Once you have uploaded your .zip shapefile, a Map Data button will appear next to the file in the dataset. In order to use this button, you’ll need to publish your dataset. Once your dataset has been published, you can click on the Map Data button to be brought to Geoconnect, the portal between Dataverse and WorldMap that will allow you to create your map.

To get started with visualizing your shapefile, click on the blue “Visualize on WorldMap” button in Geoconnect. It may take up to 45 seconds for the data to be sent to WorldMap and then back to Geoconnect.

Once this process has finished, you will be taken to a new page where you can style your map through Attribute, Classification Method, Number of Intervals, and Colors. Clicking “Apply Changes” will send your map to both Dataverse and WorldMap, creating a preview of your map that will be visible on your file page and your dataset page.

Clicking “View on WorldMap” will open WorldMap in a new tab, allowing you to see how your map will be displayed there.
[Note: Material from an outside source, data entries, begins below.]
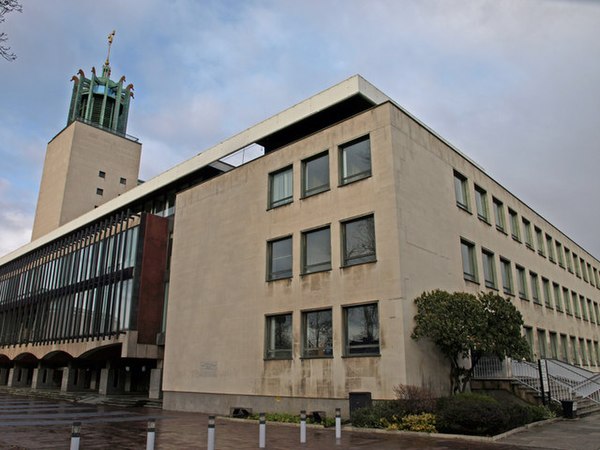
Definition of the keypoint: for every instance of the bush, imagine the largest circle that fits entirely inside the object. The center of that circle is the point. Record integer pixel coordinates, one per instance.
(471, 414)
(378, 415)
(415, 399)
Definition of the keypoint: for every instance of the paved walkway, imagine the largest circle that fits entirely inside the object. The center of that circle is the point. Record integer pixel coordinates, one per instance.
(27, 423)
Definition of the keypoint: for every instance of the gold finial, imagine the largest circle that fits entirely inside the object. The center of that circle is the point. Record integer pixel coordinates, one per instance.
(111, 36)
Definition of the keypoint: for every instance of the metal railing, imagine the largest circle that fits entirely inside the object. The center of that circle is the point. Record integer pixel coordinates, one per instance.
(565, 382)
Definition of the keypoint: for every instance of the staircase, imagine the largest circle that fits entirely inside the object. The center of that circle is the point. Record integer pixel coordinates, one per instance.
(564, 381)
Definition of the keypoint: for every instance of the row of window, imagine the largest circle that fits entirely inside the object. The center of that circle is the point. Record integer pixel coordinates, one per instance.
(570, 349)
(355, 164)
(523, 231)
(360, 333)
(358, 247)
(528, 285)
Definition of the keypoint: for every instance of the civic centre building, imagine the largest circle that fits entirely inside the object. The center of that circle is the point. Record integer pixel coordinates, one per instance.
(280, 282)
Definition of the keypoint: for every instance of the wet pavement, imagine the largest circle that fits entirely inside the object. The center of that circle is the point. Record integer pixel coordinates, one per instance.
(27, 423)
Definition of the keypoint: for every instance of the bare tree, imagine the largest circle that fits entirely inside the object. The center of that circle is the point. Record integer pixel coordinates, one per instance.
(7, 6)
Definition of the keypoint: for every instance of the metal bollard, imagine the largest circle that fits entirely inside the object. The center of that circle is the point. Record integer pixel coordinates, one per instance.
(151, 435)
(211, 433)
(262, 431)
(303, 427)
(75, 435)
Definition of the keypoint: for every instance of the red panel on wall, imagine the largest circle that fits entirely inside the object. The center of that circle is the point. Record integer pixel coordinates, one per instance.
(152, 278)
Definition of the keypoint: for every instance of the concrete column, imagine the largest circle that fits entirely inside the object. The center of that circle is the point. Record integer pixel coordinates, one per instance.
(4, 372)
(155, 390)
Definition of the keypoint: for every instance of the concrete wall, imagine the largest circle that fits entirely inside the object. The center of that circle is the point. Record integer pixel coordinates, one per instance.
(70, 178)
(219, 297)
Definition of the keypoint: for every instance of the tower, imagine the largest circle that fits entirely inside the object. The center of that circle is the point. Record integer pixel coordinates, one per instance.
(92, 160)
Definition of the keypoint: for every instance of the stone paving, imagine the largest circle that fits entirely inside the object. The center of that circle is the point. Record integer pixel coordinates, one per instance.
(27, 423)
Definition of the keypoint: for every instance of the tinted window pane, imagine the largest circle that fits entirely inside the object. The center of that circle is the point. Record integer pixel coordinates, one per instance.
(316, 175)
(317, 333)
(359, 241)
(362, 330)
(280, 259)
(356, 160)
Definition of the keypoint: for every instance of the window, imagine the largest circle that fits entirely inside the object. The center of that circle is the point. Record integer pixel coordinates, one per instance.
(535, 288)
(358, 241)
(316, 246)
(583, 308)
(317, 338)
(553, 345)
(280, 187)
(461, 190)
(550, 248)
(280, 259)
(569, 260)
(557, 298)
(576, 311)
(542, 351)
(468, 257)
(315, 174)
(481, 204)
(528, 236)
(559, 255)
(567, 300)
(583, 269)
(576, 264)
(355, 158)
(539, 237)
(564, 348)
(361, 330)
(515, 230)
(499, 215)
(279, 337)
(489, 269)
(522, 282)
(547, 292)
(507, 283)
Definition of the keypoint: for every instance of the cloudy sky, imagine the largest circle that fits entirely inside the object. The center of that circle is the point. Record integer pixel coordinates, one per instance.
(514, 84)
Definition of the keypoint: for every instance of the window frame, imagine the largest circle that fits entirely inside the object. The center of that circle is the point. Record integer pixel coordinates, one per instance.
(272, 203)
(363, 258)
(323, 266)
(345, 179)
(275, 355)
(347, 347)
(461, 189)
(309, 192)
(270, 260)
(489, 269)
(327, 352)
(481, 204)
(470, 253)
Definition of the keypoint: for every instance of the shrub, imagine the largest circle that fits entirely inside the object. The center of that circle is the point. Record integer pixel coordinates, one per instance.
(415, 399)
(471, 414)
(377, 415)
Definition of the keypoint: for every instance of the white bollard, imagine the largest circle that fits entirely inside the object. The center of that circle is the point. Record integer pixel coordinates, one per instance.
(211, 433)
(262, 431)
(303, 427)
(151, 435)
(75, 435)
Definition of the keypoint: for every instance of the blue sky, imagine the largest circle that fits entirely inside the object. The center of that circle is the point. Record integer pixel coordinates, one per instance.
(514, 84)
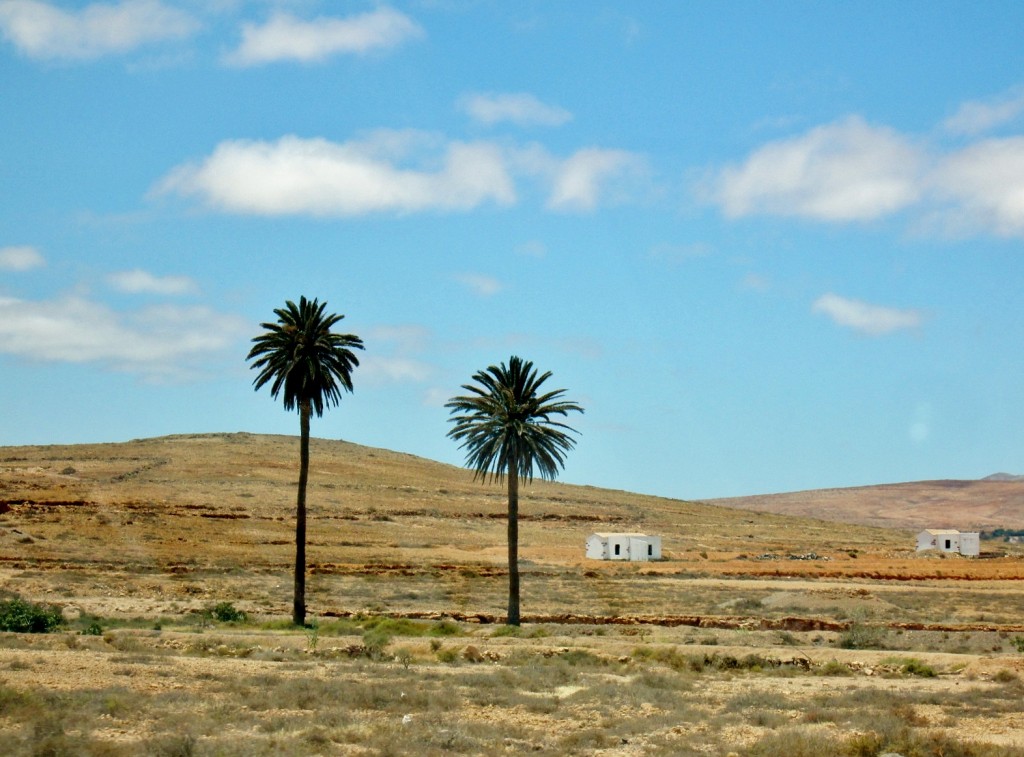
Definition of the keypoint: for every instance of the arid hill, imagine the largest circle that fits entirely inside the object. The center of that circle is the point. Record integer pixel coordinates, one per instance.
(995, 502)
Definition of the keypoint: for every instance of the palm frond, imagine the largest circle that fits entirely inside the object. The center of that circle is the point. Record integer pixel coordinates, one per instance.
(302, 359)
(504, 422)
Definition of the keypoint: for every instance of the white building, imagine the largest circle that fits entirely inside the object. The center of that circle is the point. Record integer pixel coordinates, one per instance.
(948, 540)
(635, 547)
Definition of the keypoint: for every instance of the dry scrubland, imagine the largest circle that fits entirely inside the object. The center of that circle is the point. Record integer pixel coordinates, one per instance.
(155, 549)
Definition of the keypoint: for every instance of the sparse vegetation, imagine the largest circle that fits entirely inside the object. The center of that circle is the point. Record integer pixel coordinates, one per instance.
(19, 616)
(694, 656)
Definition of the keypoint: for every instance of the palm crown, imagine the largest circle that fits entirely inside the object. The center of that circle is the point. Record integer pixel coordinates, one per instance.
(506, 425)
(303, 358)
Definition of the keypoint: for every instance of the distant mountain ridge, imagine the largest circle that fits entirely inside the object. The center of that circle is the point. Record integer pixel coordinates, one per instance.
(994, 502)
(1004, 477)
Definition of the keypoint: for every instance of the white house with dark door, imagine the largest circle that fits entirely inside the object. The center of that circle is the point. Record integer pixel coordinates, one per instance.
(634, 547)
(948, 540)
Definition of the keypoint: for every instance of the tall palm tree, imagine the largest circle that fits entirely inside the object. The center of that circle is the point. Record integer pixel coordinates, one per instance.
(302, 359)
(506, 427)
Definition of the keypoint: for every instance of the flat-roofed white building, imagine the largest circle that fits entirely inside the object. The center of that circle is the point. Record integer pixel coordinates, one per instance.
(949, 540)
(634, 547)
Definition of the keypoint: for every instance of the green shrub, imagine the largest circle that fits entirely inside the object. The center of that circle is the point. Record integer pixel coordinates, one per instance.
(918, 668)
(226, 613)
(376, 641)
(20, 617)
(834, 668)
(859, 636)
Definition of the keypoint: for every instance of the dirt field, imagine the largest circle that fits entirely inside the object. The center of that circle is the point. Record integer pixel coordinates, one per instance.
(759, 634)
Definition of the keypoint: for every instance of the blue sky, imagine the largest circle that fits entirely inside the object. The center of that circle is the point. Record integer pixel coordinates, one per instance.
(768, 246)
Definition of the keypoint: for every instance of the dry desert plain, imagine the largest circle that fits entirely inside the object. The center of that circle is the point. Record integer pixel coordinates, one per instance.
(759, 634)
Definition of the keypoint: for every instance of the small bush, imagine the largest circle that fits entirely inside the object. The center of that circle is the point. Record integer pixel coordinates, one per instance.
(834, 668)
(918, 668)
(1005, 676)
(226, 613)
(859, 636)
(376, 641)
(20, 617)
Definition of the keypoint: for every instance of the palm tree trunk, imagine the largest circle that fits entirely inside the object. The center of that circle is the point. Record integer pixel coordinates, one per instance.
(299, 599)
(513, 473)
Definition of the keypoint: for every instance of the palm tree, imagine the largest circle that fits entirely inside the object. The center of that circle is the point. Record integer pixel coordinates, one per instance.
(506, 427)
(310, 365)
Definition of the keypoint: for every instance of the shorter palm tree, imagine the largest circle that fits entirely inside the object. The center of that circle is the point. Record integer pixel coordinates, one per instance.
(506, 427)
(310, 365)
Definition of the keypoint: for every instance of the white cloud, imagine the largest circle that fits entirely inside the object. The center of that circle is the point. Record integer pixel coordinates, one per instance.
(984, 184)
(42, 31)
(521, 109)
(845, 171)
(318, 177)
(582, 181)
(20, 258)
(865, 318)
(286, 38)
(378, 369)
(677, 253)
(484, 286)
(389, 354)
(141, 282)
(976, 117)
(163, 342)
(534, 248)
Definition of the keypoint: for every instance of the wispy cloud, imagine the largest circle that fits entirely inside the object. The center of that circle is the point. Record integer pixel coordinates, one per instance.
(845, 171)
(385, 172)
(592, 175)
(521, 109)
(161, 343)
(865, 318)
(532, 248)
(482, 285)
(20, 258)
(982, 188)
(284, 37)
(43, 31)
(391, 355)
(141, 282)
(980, 116)
(667, 252)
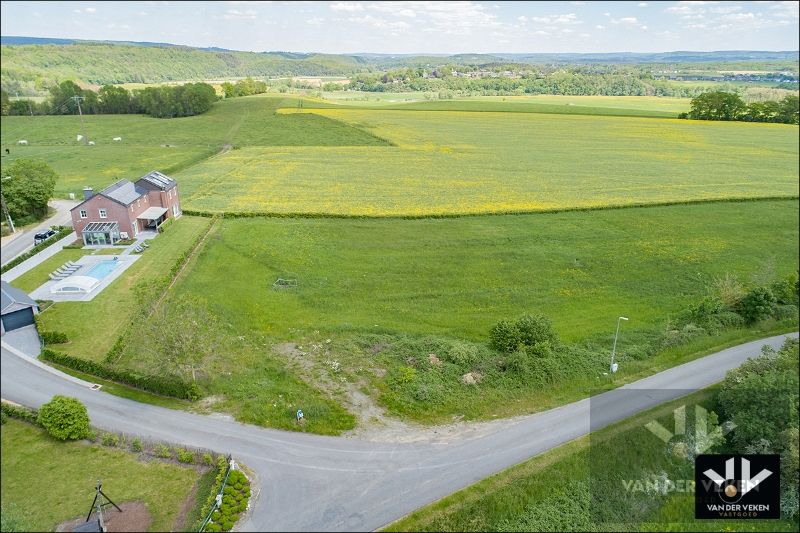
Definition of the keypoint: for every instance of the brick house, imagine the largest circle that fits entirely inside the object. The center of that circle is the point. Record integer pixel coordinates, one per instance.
(124, 209)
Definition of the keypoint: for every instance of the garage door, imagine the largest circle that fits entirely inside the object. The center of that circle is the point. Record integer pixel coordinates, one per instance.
(18, 319)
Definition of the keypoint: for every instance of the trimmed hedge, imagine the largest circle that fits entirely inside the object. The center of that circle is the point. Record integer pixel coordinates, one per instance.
(62, 232)
(164, 385)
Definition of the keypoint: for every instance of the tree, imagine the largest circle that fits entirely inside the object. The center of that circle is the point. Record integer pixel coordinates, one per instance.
(717, 105)
(181, 337)
(30, 187)
(114, 100)
(65, 418)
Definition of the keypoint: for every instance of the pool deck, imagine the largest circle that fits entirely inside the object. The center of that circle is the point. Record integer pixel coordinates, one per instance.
(86, 262)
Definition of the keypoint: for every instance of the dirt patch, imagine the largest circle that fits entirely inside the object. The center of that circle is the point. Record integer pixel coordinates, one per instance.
(134, 517)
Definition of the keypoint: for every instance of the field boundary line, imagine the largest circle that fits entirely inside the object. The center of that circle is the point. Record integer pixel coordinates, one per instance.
(546, 211)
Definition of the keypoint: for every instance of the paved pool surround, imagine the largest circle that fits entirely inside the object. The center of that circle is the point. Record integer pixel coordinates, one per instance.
(97, 264)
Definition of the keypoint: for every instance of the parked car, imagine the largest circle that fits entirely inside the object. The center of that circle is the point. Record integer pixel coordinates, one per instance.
(43, 235)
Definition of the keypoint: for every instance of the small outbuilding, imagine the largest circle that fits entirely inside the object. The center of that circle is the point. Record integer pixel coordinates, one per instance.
(17, 309)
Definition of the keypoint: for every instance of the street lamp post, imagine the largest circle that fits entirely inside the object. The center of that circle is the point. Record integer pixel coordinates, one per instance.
(5, 207)
(614, 365)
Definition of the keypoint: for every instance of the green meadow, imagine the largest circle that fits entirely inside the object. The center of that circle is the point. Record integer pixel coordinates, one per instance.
(41, 493)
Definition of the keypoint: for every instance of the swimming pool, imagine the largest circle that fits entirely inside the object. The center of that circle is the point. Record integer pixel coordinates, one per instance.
(102, 269)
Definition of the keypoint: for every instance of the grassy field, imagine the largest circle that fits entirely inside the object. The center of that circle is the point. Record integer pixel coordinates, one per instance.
(419, 158)
(551, 492)
(45, 492)
(463, 162)
(164, 144)
(456, 277)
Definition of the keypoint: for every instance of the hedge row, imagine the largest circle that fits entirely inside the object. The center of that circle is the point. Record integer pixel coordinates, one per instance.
(157, 286)
(62, 232)
(164, 385)
(21, 413)
(271, 214)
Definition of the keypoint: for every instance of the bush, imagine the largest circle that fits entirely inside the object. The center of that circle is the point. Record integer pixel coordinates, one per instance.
(184, 456)
(504, 337)
(53, 337)
(21, 413)
(757, 304)
(163, 451)
(65, 418)
(534, 329)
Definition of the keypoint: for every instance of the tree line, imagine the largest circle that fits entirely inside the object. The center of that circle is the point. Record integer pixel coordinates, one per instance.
(720, 105)
(160, 102)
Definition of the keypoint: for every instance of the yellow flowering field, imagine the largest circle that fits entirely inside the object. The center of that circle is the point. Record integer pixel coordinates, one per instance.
(450, 162)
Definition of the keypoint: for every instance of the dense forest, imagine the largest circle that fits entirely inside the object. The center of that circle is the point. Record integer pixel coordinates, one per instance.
(31, 69)
(160, 102)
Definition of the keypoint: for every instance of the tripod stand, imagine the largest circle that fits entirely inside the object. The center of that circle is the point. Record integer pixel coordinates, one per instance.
(98, 504)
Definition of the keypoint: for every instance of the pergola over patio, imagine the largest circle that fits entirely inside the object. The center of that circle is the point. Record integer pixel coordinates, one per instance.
(153, 216)
(101, 233)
You can delete your map with the “Delete” button. If you decide to delete the map, it will no longer appear on WorldMap, and your dataset in Dataverse will no longer display the map preview.

When you’re satisfied with your map, you may click “Return to the Dataverse” to go back to Dataverse.

In the future, to replace your shapefile’s map with a new one, simply click the Map Data button on the dataset or file page to return to the Geoconnect edit map page.


Mapping tabular files with Geoconnect
Geoconnect can map tabular files that contain geospatial information such as latitude/longitude coordinates, census tracts, zip codes, Boston election wards, etc.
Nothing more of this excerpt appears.